A presença da empresa vai além da produção de sementes. Ao longo dos anos, a Jotabasso construiu um modelo baseado na diversificação das atividades. Além da liderança em sementes de soja, a companhia produz soja em grão, milho, trigo e mantém operações pecuárias que ganham participação crescente dentro do faturamento do grupo.
Segundo Martinelli, essa estratégia ajuda a diluir riscos, melhorar a utilização das áreas agrícolas e aumentar a eficiência econômica da operação.
A estrutura também possui impacto relevante na geração de empregos. Atualmente, a companhia mantém cerca de 800 colaboradores fixos. Durante os períodos de safra, esse número se aproxima de mil profissionais envolvidos nas atividades agrícolas, industriais, logísticas e comerciais.
Crescimento sem abrir mão da rentabilidade

Embora o faturamento da empresa já tenha ultrapassado R$ 1 bilhão, os planos de expansão continuam sobre a mesa. O detalhe é que o crescimento não virá baseado apenas em aumento de produção.
“Queremos crescimento com rentabilidade”, afirma Martinelli.
A frase reflete uma preocupação cada vez mais comum entre empresas do agronegócio. Depois de um período de expansão acelerada impulsionado pelos preços recordes das commodities, o setor voltou a olhar com mais atenção para eficiência operacional, gestão financeira e controle de custos.

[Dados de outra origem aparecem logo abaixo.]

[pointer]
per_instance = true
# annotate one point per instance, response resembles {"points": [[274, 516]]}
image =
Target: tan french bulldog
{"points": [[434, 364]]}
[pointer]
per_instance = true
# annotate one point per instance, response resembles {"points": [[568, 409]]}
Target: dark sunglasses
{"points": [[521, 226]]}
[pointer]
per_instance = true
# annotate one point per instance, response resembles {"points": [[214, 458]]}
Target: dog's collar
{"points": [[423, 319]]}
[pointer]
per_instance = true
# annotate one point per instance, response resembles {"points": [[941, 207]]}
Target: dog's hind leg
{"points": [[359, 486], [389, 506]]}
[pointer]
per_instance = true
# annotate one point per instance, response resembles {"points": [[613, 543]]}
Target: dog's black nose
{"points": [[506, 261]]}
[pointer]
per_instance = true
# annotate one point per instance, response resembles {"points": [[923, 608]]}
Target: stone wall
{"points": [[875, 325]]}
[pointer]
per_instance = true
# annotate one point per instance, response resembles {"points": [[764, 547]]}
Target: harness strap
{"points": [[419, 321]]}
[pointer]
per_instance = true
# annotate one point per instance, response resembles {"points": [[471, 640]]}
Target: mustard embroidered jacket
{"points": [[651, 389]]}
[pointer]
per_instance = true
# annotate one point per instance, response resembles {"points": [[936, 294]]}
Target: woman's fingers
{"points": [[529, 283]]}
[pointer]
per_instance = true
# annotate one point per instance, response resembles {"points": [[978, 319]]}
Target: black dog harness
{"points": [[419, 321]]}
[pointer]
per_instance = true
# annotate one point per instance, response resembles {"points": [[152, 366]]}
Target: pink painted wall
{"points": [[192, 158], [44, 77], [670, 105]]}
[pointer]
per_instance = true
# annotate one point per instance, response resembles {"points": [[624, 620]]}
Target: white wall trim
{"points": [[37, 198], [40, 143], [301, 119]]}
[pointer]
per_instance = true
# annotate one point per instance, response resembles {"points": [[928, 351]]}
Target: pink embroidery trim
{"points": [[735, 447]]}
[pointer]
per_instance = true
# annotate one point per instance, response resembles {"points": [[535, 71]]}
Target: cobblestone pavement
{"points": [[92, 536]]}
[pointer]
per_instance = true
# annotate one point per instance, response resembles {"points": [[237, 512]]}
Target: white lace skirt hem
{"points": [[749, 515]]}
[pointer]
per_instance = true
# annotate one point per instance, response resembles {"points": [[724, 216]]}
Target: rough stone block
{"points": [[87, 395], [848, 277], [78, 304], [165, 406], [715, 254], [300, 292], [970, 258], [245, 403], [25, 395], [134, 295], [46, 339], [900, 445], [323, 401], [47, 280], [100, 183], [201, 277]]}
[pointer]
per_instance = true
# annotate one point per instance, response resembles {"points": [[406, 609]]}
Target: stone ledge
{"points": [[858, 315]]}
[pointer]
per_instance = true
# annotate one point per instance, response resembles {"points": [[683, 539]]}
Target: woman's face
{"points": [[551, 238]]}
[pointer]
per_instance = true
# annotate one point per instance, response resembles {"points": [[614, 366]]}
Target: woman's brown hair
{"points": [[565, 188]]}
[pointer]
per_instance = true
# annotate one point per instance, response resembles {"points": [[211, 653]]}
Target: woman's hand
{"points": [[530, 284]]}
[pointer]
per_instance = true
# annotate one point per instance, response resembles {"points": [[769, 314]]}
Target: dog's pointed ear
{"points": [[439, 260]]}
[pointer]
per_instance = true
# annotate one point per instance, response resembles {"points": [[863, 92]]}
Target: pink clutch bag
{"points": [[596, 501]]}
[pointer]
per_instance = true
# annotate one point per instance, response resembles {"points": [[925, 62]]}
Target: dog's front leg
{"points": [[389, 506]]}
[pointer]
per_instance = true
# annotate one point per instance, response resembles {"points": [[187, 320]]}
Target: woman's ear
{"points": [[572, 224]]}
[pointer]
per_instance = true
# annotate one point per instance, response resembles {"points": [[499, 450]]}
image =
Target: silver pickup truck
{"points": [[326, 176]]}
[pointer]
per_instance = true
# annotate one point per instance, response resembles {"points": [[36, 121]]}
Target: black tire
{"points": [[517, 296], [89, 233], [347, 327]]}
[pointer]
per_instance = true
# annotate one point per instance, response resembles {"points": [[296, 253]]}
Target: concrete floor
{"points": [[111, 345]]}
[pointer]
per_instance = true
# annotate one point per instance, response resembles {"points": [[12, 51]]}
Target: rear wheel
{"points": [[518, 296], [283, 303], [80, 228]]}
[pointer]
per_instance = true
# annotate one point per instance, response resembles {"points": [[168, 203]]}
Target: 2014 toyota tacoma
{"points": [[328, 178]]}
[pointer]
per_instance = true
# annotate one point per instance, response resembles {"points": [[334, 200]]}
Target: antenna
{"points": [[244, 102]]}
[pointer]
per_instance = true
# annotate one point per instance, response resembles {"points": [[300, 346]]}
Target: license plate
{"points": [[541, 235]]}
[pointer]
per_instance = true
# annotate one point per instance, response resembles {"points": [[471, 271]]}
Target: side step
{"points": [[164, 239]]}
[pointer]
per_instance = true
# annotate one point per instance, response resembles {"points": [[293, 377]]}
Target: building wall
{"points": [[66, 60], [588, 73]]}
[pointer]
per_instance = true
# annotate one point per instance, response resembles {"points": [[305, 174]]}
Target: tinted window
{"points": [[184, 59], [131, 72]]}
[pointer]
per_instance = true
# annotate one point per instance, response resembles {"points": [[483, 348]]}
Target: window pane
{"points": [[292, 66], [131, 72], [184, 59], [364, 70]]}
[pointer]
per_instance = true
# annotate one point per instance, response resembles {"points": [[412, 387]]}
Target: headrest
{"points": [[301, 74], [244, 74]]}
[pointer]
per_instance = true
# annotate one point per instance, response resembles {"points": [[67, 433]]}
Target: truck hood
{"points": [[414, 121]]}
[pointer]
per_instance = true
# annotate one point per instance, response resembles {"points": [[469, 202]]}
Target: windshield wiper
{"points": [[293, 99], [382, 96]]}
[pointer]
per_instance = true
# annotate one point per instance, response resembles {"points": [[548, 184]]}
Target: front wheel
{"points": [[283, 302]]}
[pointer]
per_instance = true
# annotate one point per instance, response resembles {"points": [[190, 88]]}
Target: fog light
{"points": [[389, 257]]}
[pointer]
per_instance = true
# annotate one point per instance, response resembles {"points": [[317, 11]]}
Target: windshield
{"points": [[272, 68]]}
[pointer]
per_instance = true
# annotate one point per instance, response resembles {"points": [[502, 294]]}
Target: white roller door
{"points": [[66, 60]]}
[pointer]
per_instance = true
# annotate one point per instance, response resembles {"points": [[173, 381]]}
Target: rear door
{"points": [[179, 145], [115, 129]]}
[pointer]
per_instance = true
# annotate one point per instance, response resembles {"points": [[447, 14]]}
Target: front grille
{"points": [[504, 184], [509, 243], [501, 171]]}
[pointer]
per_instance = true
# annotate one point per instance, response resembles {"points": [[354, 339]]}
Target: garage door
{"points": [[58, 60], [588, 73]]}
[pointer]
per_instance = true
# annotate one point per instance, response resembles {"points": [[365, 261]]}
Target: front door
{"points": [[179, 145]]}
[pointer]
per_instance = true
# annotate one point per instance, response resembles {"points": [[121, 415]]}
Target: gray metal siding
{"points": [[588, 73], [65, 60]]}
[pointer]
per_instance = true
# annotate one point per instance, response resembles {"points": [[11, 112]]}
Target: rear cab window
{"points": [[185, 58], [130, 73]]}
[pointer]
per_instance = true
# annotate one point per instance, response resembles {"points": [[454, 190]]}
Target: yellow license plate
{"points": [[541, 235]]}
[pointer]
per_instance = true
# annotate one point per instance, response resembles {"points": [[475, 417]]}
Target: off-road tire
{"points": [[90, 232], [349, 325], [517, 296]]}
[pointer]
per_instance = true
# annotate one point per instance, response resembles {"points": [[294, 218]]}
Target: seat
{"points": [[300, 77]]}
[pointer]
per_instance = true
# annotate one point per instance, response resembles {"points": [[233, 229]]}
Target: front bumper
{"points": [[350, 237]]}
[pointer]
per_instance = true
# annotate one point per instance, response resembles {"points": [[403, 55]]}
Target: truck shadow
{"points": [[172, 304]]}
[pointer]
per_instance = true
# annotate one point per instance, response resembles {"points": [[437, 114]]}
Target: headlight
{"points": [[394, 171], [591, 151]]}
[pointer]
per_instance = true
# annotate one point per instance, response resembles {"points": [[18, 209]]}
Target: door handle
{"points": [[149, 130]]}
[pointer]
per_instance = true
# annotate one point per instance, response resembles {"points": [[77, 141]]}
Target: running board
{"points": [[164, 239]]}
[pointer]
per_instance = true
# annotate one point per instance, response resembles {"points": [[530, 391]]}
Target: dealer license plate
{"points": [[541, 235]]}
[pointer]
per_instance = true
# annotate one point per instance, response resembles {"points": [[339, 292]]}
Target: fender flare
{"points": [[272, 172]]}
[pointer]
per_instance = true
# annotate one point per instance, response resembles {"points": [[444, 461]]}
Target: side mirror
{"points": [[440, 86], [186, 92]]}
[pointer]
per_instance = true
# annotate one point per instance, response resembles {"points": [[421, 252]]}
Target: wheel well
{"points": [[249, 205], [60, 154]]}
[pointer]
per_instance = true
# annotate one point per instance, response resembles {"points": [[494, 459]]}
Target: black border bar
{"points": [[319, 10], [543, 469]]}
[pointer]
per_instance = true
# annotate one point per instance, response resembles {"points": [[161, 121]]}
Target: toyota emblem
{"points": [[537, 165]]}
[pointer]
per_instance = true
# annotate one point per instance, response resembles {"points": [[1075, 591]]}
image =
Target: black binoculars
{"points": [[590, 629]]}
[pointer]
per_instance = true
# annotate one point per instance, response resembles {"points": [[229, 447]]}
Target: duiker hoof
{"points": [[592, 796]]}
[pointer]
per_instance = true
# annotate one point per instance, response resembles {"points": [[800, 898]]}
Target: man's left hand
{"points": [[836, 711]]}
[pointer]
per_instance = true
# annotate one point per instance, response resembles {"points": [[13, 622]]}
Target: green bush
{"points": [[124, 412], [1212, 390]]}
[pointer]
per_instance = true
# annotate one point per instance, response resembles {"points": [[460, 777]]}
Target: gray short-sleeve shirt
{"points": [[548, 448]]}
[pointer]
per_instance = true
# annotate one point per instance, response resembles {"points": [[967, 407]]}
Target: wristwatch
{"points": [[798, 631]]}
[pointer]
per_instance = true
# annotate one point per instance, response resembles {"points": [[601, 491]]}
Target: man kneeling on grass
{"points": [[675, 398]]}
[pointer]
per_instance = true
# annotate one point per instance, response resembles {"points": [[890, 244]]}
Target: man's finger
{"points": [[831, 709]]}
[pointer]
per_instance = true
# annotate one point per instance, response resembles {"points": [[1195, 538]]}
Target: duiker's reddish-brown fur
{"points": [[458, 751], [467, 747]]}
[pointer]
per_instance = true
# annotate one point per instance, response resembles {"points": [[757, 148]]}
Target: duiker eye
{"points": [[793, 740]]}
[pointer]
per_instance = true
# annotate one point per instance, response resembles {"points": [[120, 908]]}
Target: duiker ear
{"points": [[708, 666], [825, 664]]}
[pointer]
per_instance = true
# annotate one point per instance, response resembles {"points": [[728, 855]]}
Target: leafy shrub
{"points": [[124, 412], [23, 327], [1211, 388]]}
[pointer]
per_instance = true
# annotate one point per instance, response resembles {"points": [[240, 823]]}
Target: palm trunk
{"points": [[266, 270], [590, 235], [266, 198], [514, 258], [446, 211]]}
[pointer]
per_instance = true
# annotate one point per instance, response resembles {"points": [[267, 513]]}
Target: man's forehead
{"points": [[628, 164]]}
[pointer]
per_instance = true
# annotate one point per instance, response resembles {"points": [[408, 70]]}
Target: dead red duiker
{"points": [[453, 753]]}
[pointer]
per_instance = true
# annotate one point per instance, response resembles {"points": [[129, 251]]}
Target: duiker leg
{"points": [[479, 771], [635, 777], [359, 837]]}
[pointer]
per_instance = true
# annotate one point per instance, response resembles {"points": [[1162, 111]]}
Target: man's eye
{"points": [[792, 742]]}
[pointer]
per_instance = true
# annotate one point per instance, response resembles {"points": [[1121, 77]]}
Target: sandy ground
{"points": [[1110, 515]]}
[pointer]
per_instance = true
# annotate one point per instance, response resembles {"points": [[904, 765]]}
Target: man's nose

Dentro da Jotabasso, isso significa buscar ganhos em todas as etapas do processo produtivo. “Nós temos que olhar para dentro de casa. Está na nossa mão. Nós temos muito mais controle dos nossos custos”, afirma o CEO.
A companhia também mantém atenção constante às alternativas de financiamento disponíveis no mercado. Recentemente, ampliou sua presença no mercado de capitais e continua avaliando instrumentos capazes de reduzir o custo financeiro das operações em um ambiente de juros historicamente elevados.
O legado que pretende construir
Depois de quase três décadas percorrendo todos os degraus da organização, Martinelli evita associar seu legado a indicadores financeiros ou recordes de produção. Seu objetivo é mais amplo.
Ele quer entregar uma empresa preparada para atravessar as próximas décadas mantendo os mesmos princípios que sustentaram sua trajetória até aqui: respeito às pessoas, compromisso com o produtor, responsabilidade ambiental, inovação e crescimento sustentável.
Talvez seja justamente por isso que o atual momento do mercado não o assuste, pois quem passou quase 28 anos aprendendo a lidar com os ciclos do agronegócio sabe que os períodos difíceis são passageiros. O que permanece é a capacidade de adaptação.
E é exatamente nessa capacidade que a Jotabasso aposta para seguir entre os protagonistas do mercado brasileiro de sementes.